訳)そうなんだ。そのうちひとつは昨年閉鎖されたって聞いたよ。
【例文2】
My brother works at the welfare office.
訳)弟は福祉事務所で働いているよ。
I know, right? I sometimes see him in the office.
訳)やっぱり?ときどき事務所で見かけるよ。
【例文3】
Why don’t you stop by the office?
訳)事務所にちょっとだけ顔出したら?
As this is my first time visiting, let’s start by asking where the office is located at the entrance.
訳)初めての訪問だから、まずは入口で事務所の場所を聞いてみよう。
弁護士事務所や法律事務所は “firm”
“firm”も、「事務所」を意味する英語のひとつです。
辞書に”professional service”とあるように、専門的なサービスを提供する事務所を示していることがわかります。
専門知識や資格を持って業務を行う弁護士事務所や法律事務所、会計事務所などには”firm”を使うのが適切です。
a company offering a professional service, for example a company of lawyers
専門的なサービスを提供する会社のこと 例:弁護士の会社
【例文1】
My first job was in a small accounting firm.
訳)初めて就職したのは、小さな会計事務所だったわ。
What a coincidence! I had worked at an accounting firm for five years, too.

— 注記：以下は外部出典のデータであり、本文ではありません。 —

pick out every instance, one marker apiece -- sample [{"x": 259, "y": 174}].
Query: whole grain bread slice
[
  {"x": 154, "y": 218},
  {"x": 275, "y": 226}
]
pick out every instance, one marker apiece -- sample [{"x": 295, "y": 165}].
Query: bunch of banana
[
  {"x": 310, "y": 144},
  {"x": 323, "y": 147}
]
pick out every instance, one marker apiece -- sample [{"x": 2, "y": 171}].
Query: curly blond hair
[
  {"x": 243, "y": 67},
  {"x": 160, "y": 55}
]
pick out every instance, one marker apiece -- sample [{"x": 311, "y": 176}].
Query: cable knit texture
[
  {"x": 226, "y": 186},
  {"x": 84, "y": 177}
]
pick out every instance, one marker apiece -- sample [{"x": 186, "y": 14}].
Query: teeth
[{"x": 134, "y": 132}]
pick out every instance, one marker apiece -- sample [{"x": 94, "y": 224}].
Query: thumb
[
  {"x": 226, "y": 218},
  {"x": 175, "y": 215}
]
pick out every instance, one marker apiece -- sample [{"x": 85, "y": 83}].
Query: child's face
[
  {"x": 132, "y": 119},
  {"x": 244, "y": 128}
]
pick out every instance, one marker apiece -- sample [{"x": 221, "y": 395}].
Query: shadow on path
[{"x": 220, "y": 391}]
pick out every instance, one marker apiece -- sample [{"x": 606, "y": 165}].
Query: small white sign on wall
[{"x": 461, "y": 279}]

訳)ええ!偶然!僕も会計事務所で5年間働いてたんだよ。
【例文2】
Are you going to get a job at the law firm, aren’t you?
訳)法律事務所で働くんだって?
Yeah, I want to start my own law firm in the future.
訳)うん、ゆくゆくは自分で法律事務所をやりたいんだ。
【例文3】
I’m looking for a job.
訳)仕事を探しているんだけど。
My sister works part-time for an architecture firm as an assistant. Shall I introduce her to you?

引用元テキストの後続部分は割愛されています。